Doç. Dr. Şafak Nakajima
80lerin sonundan itibaren doğan çocukların hemen hepsi birer prens ya da prenses.2000'lerde durum daha vahim!!
Ve onlar şimdilerde çok zor durumda…
Çocukluk yıllarında bir dedikleri iki edilmeyen, imkânlar zorlanarak tüm istekleri gerçekleştirilen, evde en küçük bir sorumluluk verilmeden büyütülen, kendilerine arkadaş gibi davranmaya çalışan ebeveynlerini, her an estirebilecekleri terörle hazırolda bekleten gençler onlar.
Kendilerine, ‘Prensim,’ ’Prensesim,' ‘Paşam’ diye hitap edilmiş hep…
Aileleri tarafından soylu ilan edilen bu gençler; gerçek birer prens ve prenses olduklarına inandırılmışlar.
Dünyanın hep istedikleri gibi döneceğini sanmışlar!
Anne-babalarının gerçekleşmemiş düşlerini hayata geçirebilmek için o kurstan bu kursa koşturulurlarken, aslında ne müziğin ne de sporun tadına varabilmişler.
Sanatsal derinlikleri çok az.
Estetik kaygıları, nasıl göründükleriyle sınırlı çoğunun.
Dikkatleri dağınık, iç disiplinleri neredeyse hiç yok.
Bilgisayar ve telefon teknolojisinin gelişimiyle doğru orantılı olarak, iletişim ve ilişki kurma becerileri zayıf...
Sıklıkla yaşadıkları toplumun sorunlarına duyarsızlar!
Eğitim-meslek seçimleri ve çalışma yaşamından beklentileri, kısa yoldan para kazanmaya dayalı büyük çoğunluğunun.

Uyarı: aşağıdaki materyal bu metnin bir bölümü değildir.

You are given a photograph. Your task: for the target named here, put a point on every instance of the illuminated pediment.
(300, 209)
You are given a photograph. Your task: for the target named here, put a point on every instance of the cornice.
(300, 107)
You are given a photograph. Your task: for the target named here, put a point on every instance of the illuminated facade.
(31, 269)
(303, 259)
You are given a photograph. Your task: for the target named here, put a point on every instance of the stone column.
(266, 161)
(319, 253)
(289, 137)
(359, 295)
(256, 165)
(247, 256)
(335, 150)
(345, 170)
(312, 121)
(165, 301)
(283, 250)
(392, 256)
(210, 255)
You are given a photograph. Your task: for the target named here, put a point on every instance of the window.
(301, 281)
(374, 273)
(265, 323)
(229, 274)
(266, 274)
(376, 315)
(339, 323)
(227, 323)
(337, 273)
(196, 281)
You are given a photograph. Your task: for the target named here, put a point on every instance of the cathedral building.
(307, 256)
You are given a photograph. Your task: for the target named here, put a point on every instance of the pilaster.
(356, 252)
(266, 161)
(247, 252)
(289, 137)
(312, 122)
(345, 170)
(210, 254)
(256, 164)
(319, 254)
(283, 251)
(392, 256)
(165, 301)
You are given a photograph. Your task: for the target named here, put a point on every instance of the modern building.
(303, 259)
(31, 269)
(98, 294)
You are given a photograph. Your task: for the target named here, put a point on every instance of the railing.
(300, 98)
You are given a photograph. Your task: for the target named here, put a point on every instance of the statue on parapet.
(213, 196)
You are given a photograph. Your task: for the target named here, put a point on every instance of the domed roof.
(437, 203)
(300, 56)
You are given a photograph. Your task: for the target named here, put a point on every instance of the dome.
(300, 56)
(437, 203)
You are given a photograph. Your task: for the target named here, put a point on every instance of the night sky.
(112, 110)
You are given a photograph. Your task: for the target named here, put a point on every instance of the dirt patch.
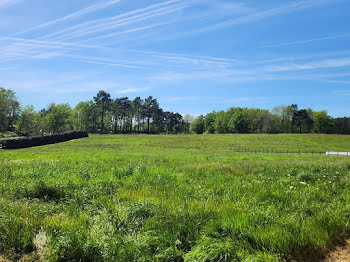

Yaşları yirmilere yaklaştığında ve okul bittiğindeyse, kötü bir kâbusla uyanıyorlar!
Vahşi kapitalist ekonomik model, onların feodal unvanlarını tanımıyor!
Mezun olur olmaz iyi maaşlarla üst düzey yönetici olmayı hayal ederken, zorlukla buldukları işler için, ailelerinin bir ayda kendileri için harcadığı paranın yarısı bile olmayan maaşlar teklif edildiğinde ilk şoku yaşıyorlar!
Sıkıcı bir iş için düşük bir ücret karşılığı tüm zamanlarını isteyen işyerleri, nazlarını çekmeyen şefler-patronlar, en acımasız dedikodularla ruhlarını paralayan iş arkadaşları, prens ve prenses unvanlarının hayatta hiç bir karşılığı olmadığı gerçeğini en acı biçimde yüzlerine vuruyor.
Ebeveynlerinin onları her tür sorundan kurtarmasına öyle alışıklar ki, zorluklarla başa çıkacak iç donanımları çoğunda hiç gelişmemiş.
Düş kırıklığı ve anlam boşluğunun kaçınılmaz sonucu olarak kaygılı ve mutsuzlar.
Şimdiden, antidepresan kullanıyor bazıları…
Endişeli ve depresif ruh hallerinin çözümünde doğal tedaviler için başvurduklarında, sorunun bir hastalık değil, benlik ve yaşam algısı sorunu olduğunu söylediğimde çok şaşırıyorlar.
Hayatın değil, kendilerinin değişmesi gerekiyor!
Hayat ancak, kendileri değişirse değişebilir çünkü!
Emekle, sabırla ve zamanla…
Elbette yalnızca bu gençler değil değişmesi gereken; tüketim kültürünün egemen olduğu bir dünyada, mutluluğun ‘’sahip olmak’’ olduğunu sanan aileler de değişmeli, hem de öncelikle!
En büyük mutlulukların öğrenmekle, gelişmekle, kurulan içten ve derin ilişkilerle, emekle yaratılan eserlerle yaşanabileceğini, amaçsız bir yaşamın, iyi bir yaşam olmayacağını kavrayarak, kendileri de örnek hale gelerek gerçekleştirmeliler bu değişimi.
İşte ancak o zaman, tacı zorla elinden alınan sahte prens ve prensesler değil, dünyayı iyi bir yer yapma konusunda sorumlu ve bilinçli, asil ruhlu gençler yetiştirebilirler!